Sie ist ehemalige Verfassungsrichterin, linke Sozialdemokratin und nicht gerade wirtschaftsnah. Dennoch hat der Daimler-Konzern Christine Hohmann-Dennhardt in den Vorstand befördert. Nicht nur mit Blick auf die Frauenquoten-Debatte eine ungewöhnliche Wahl.

          Frauen sind in Vorstandsetagen noch immer ziemliche Exoten, wie derzeit heftig beklagt wird. Doch der Einstieg von Christine Hohmann-Dennhardt in die Führungsriege des Autobauers Daimler ist noch aus anderen Gründen ungewöhnlich: Dass ein bisheriger Bundesverfassungsrichter in die oberste Etage eines Dax-Konzerns einzieht, hat es noch nie gegeben. Und Sozialdemokraten vom linken Flügel ihrer Partei finden sich ebenfalls ausgesprochen selten in der Machtzentrale eines Großkonzerns.

          Mit der Berufung Hohmann-Dennhardts auf den neuen Vorstandsposten für Recht und Integrität hat sich der Aufsichtsrat des Stuttgarter Autobauers also eine Personalentscheidung vorgenommen, mit der wohl niemand gerechnet hatte – und die für das Unternehmen nicht frei ist von Unwägbarkeiten. Eine Spezialistin für Wirtschaftsrecht ist die 60 Jahre alte Juristin jedenfalls ganz und gar nicht: Am Verfassungsgericht war sie vor allem für Familienrecht zuständig. Noch kurz vor dem Schluss ihrer Amtszeit hat sie im Ersten Senat maßgeblich dazu beigetragen, die Rechte von Transsexuellen zu stärken.

          Als „linke Reformerin“ trat sie für die Freigabe weicher Drogen ein

          Ihre Laufbahn begann die gebürtige Leipzigerin und Tochter eines Maurermeisters als Sozialrichterin in Hessen. Nach einer Zwischenstation als Sozialdezernentin von Frankfurt ernannte Ministerpräsident Hans Eichel (SPD) Hohmann-Dennhardt im Jahr 1991 zur Justizministerin; nach den Landtagswahlen von 1995 musste sie den Grünen Platz machen und wechselte ins Kunst- und Wissenschaftsressort. Vier Jahre später folgte der Sprung nach Karlsruhe. Dort blieb sie ihrer Linie als „linke Reformerin“ treu: Als Ministerin war sie für die Freigabe weicher Drogen eingetreten. Am höchsten Gericht ging sie dann noch über den Entscheid ihrer Kollegen hinaus, die das Abhören von Schwerkriminellen in Wohnräumen durch strenge Auflagen fast unmöglich machten – zusammen mit der später an den Europäischen Gerichtshof für Menschenrechte gewechselten Renate Jaeger stritt sie in einem Minderheitenvotum für ein vollständiges Verbot des sogenannten Lauschangriffs.
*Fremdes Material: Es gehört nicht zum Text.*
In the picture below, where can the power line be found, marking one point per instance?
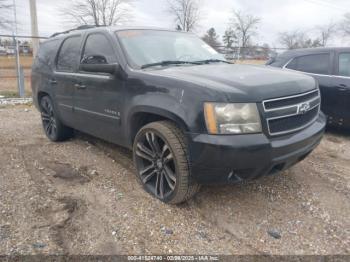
(25, 36)
(325, 4)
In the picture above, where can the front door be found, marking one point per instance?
(64, 79)
(98, 96)
(341, 89)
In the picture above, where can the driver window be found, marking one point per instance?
(98, 50)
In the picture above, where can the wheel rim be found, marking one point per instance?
(48, 118)
(156, 164)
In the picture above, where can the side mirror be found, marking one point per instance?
(100, 68)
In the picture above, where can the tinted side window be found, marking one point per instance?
(47, 52)
(344, 64)
(293, 64)
(99, 45)
(69, 54)
(316, 64)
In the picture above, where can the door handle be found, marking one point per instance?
(342, 87)
(53, 82)
(80, 86)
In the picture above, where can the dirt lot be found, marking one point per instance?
(81, 197)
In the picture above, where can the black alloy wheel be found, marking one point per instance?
(161, 162)
(53, 127)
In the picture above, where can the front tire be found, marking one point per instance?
(53, 127)
(161, 160)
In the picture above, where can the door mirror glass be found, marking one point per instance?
(94, 59)
(344, 64)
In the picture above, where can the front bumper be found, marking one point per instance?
(217, 159)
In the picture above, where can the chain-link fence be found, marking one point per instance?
(15, 77)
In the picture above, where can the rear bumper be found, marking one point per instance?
(232, 158)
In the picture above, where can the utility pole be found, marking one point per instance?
(34, 24)
(14, 32)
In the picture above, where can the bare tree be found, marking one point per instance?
(5, 8)
(211, 38)
(98, 12)
(292, 39)
(245, 26)
(229, 38)
(345, 24)
(186, 13)
(298, 39)
(326, 32)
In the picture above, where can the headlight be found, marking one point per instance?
(239, 118)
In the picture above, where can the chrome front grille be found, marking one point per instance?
(292, 113)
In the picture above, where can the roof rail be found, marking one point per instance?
(82, 27)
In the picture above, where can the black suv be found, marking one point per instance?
(331, 68)
(189, 116)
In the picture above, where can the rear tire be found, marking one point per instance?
(161, 161)
(53, 127)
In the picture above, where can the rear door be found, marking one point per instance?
(99, 96)
(341, 88)
(319, 66)
(64, 78)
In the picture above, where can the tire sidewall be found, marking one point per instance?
(170, 197)
(49, 100)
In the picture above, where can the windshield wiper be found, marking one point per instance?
(208, 61)
(165, 63)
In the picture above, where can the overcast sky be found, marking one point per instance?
(276, 15)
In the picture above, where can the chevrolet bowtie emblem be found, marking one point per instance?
(303, 108)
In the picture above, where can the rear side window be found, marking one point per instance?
(47, 52)
(68, 56)
(98, 45)
(344, 64)
(316, 64)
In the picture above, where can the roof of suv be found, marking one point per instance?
(106, 28)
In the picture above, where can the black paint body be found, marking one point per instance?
(334, 87)
(115, 107)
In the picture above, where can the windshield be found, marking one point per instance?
(145, 47)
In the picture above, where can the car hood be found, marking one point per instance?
(251, 83)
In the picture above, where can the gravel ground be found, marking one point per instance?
(81, 197)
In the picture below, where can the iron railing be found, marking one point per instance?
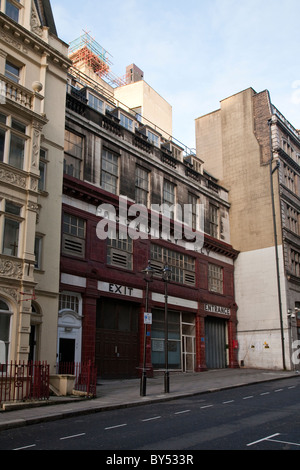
(23, 381)
(85, 375)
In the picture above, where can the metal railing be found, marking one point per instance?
(24, 381)
(85, 375)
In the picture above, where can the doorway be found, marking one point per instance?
(117, 339)
(66, 350)
(215, 343)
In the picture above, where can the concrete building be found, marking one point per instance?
(119, 152)
(33, 71)
(254, 152)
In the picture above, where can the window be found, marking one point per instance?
(215, 278)
(193, 201)
(109, 171)
(141, 186)
(12, 141)
(73, 154)
(11, 228)
(5, 316)
(295, 263)
(69, 302)
(169, 199)
(181, 265)
(73, 242)
(96, 103)
(153, 138)
(12, 72)
(292, 219)
(43, 167)
(126, 122)
(12, 9)
(289, 177)
(119, 252)
(38, 251)
(213, 221)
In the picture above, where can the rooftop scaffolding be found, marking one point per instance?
(85, 50)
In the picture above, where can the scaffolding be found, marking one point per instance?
(85, 50)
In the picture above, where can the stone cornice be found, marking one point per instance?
(25, 40)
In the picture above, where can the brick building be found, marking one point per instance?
(254, 151)
(116, 155)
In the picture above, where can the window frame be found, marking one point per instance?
(110, 169)
(6, 312)
(73, 244)
(73, 158)
(215, 275)
(9, 217)
(12, 135)
(142, 191)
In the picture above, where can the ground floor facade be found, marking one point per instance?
(107, 325)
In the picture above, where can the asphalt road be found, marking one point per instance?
(256, 417)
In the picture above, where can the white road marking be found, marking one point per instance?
(284, 442)
(180, 412)
(263, 439)
(114, 427)
(151, 419)
(26, 447)
(71, 437)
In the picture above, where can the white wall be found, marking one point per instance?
(259, 333)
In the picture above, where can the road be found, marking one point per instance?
(255, 417)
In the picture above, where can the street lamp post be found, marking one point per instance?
(148, 275)
(166, 276)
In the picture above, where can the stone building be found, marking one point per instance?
(33, 71)
(119, 152)
(254, 152)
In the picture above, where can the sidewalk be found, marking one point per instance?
(114, 394)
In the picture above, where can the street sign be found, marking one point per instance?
(147, 318)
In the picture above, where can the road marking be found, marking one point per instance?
(285, 442)
(26, 447)
(114, 427)
(151, 419)
(71, 437)
(180, 412)
(261, 440)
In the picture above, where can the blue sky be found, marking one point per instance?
(195, 53)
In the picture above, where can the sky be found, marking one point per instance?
(195, 53)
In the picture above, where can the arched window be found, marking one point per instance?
(5, 316)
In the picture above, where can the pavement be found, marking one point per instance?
(116, 394)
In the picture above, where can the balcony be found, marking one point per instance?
(20, 95)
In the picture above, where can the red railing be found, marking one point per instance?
(85, 375)
(23, 381)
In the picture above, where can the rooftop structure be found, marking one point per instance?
(85, 51)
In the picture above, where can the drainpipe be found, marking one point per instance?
(275, 241)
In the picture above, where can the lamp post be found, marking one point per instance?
(148, 275)
(166, 274)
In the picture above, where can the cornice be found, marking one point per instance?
(24, 40)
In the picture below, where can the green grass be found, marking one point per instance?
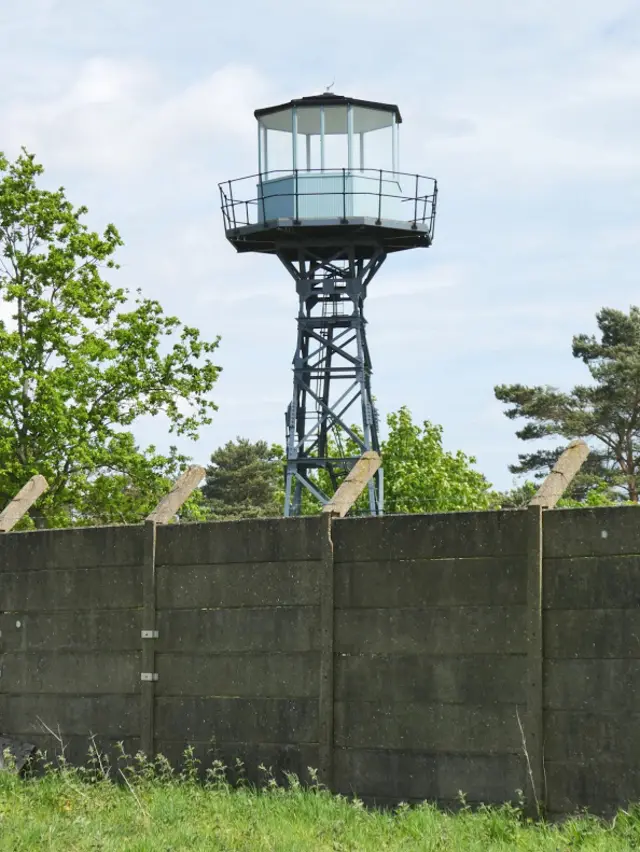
(154, 809)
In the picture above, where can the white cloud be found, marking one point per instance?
(527, 113)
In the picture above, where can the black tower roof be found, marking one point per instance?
(329, 99)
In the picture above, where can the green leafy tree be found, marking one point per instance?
(244, 480)
(419, 474)
(80, 362)
(605, 412)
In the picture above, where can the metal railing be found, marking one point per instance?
(250, 200)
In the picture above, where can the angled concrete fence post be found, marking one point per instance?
(22, 502)
(532, 728)
(327, 617)
(15, 510)
(561, 476)
(164, 511)
(344, 498)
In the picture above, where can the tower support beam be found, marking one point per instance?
(331, 419)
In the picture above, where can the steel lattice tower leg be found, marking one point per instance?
(332, 376)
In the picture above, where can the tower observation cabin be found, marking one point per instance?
(330, 201)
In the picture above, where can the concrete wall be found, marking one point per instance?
(402, 658)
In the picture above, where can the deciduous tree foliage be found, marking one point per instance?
(244, 480)
(421, 476)
(81, 361)
(605, 412)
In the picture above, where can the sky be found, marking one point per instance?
(528, 114)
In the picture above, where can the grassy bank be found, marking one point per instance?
(153, 809)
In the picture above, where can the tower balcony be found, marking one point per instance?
(398, 208)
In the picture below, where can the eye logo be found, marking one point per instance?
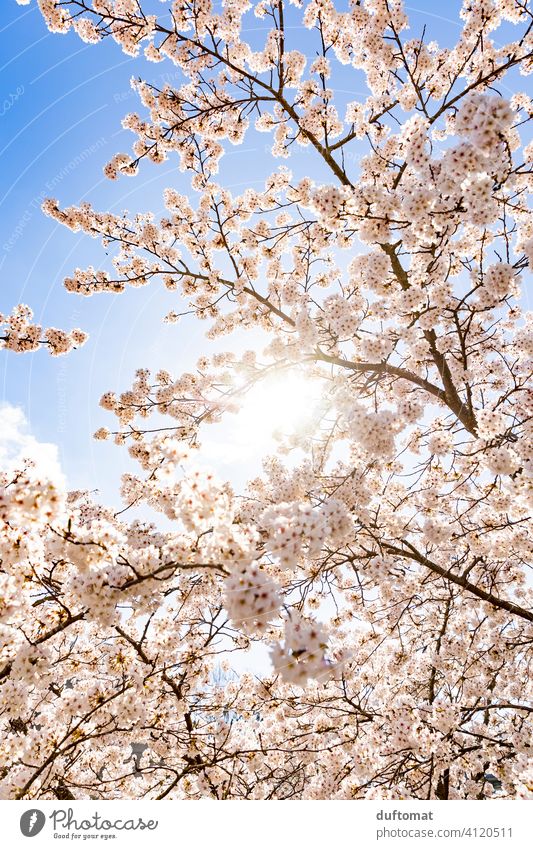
(32, 822)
          Für Unternehmen, die wie Daimler wegen Schmiergeldzahlungen und mutmaßlicher Kartellabsprachen von deutschen und amerikanischen Justizbehörden aufs Korn genommen wurden, ist die Einrichtung eines Postens für die Durchsetzung von Regeltreue (Compliance) mehr als ein Modethema. Mit Hohmann-Dennhardt hat der Automobilkonzern für dieses nun auf die Vorstandsebene beförderte Amt jedenfalls eine unbestechliche Paragraphenkennerin ausgesucht.
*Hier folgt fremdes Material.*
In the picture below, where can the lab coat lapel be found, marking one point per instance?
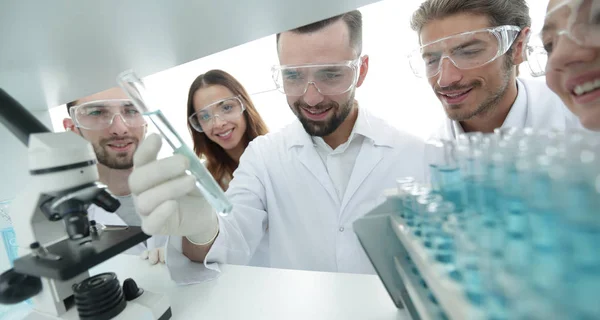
(369, 156)
(308, 156)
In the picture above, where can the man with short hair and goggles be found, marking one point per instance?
(466, 50)
(328, 79)
(100, 114)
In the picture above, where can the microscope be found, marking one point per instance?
(58, 243)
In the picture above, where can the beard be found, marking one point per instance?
(327, 126)
(494, 96)
(118, 161)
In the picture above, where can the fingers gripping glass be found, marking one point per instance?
(205, 182)
(328, 79)
(466, 50)
(226, 110)
(100, 114)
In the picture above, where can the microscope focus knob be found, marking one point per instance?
(131, 290)
(16, 287)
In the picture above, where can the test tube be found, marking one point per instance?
(210, 189)
(421, 217)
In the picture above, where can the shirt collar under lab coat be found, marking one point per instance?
(365, 125)
(516, 118)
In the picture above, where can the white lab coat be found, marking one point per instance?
(536, 107)
(282, 182)
(108, 218)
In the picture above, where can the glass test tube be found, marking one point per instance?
(210, 189)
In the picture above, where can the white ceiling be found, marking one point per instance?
(52, 52)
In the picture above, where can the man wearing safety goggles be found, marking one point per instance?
(470, 53)
(307, 183)
(110, 122)
(571, 47)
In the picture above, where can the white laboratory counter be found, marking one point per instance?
(243, 292)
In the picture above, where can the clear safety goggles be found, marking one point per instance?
(226, 110)
(328, 79)
(100, 114)
(466, 50)
(579, 20)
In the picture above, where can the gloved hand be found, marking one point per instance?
(154, 256)
(167, 198)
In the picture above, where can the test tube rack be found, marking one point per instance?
(413, 279)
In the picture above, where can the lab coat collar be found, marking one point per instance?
(516, 118)
(366, 125)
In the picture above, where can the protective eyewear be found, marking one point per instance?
(581, 21)
(100, 114)
(467, 50)
(328, 79)
(226, 110)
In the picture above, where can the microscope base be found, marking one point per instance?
(148, 306)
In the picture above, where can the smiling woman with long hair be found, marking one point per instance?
(222, 121)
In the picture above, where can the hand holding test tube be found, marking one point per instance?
(210, 189)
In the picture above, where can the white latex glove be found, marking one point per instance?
(154, 256)
(167, 198)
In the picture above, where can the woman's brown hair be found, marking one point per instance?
(218, 162)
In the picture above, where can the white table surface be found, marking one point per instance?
(243, 292)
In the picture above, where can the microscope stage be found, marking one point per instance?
(78, 256)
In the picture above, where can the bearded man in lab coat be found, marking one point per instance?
(301, 187)
(470, 51)
(110, 122)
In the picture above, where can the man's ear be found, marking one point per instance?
(68, 124)
(520, 46)
(364, 68)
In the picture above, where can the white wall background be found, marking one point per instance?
(390, 90)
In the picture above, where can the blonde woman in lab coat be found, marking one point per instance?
(571, 40)
(478, 85)
(223, 120)
(114, 128)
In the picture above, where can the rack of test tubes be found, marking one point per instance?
(508, 227)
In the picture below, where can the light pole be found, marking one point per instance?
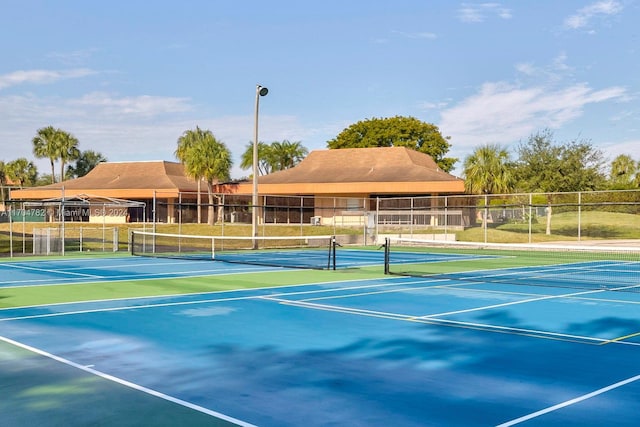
(260, 91)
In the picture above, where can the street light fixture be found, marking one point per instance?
(260, 91)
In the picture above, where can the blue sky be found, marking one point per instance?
(127, 78)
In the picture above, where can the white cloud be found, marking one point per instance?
(143, 105)
(41, 76)
(583, 17)
(416, 35)
(479, 12)
(504, 113)
(125, 128)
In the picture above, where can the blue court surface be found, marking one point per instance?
(386, 351)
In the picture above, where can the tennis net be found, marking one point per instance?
(312, 252)
(563, 266)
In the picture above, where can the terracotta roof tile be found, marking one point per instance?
(383, 164)
(131, 175)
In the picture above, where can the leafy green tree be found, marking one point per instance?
(22, 171)
(275, 156)
(488, 170)
(204, 157)
(46, 146)
(86, 161)
(544, 166)
(624, 173)
(397, 132)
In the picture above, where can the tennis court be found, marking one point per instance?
(232, 344)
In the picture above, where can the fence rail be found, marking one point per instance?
(526, 218)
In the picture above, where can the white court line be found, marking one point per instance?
(569, 402)
(126, 383)
(445, 322)
(49, 270)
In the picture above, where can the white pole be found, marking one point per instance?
(260, 91)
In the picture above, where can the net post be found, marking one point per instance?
(386, 255)
(333, 250)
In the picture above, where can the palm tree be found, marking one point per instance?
(287, 154)
(264, 158)
(22, 171)
(67, 149)
(274, 157)
(488, 170)
(204, 157)
(624, 172)
(45, 146)
(87, 160)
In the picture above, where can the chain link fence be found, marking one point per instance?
(509, 218)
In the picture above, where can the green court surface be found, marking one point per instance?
(139, 341)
          Streng, kühl und stets elegant

          Streng und kühl wirkt die stets elegant gekleidete Juristin mit pechschwarzen Haaren auf Außenstehende. Aber sie gilt in Karlsruhe zugleich – was auch dort keineswegs selbstverständlich ist – als kompetent und fleißig. Wegen ihres unermüdlichen Eintretens für die Bürgerrechte wird sie jedoch wohl kaum das Schicksal des ehemaligen Compliance-Beauftragten der Deutschen Bahn, Wolfgang Schaupensteiner, ereilen: Der ehemalige Staatsanwalt aus Frankfurt hatte in dem Unternehmen so gründlich nach Indizien für Korruption geforscht, dass er wegen diverser „Datenschutzskandale“ den Hut nehmen musste.

          Die verheiratete Mutter zweier Kinder kann sich aber nicht nur für Grundrechte und Paragraphen begeistern. So hat sie CDs der Sängerin Carla Bruni schon aufgelegt, als das frühere Fotomodell aus Italien noch lange nicht mit dem französischen Staatspräsidenten Nicolas Sarkozy verheiratet war. Bundespräsident Christian Wulff wird Hohmann-Dennhardt heute die Entlassungsurkunde in die Hand drücken. Dann ist der Weg frei für den Stuttgarter Aufsichtsrat, sie ins künftige Amt zu holen – in einem Alter, in dem Vorstände meist in den Ruhestand treten.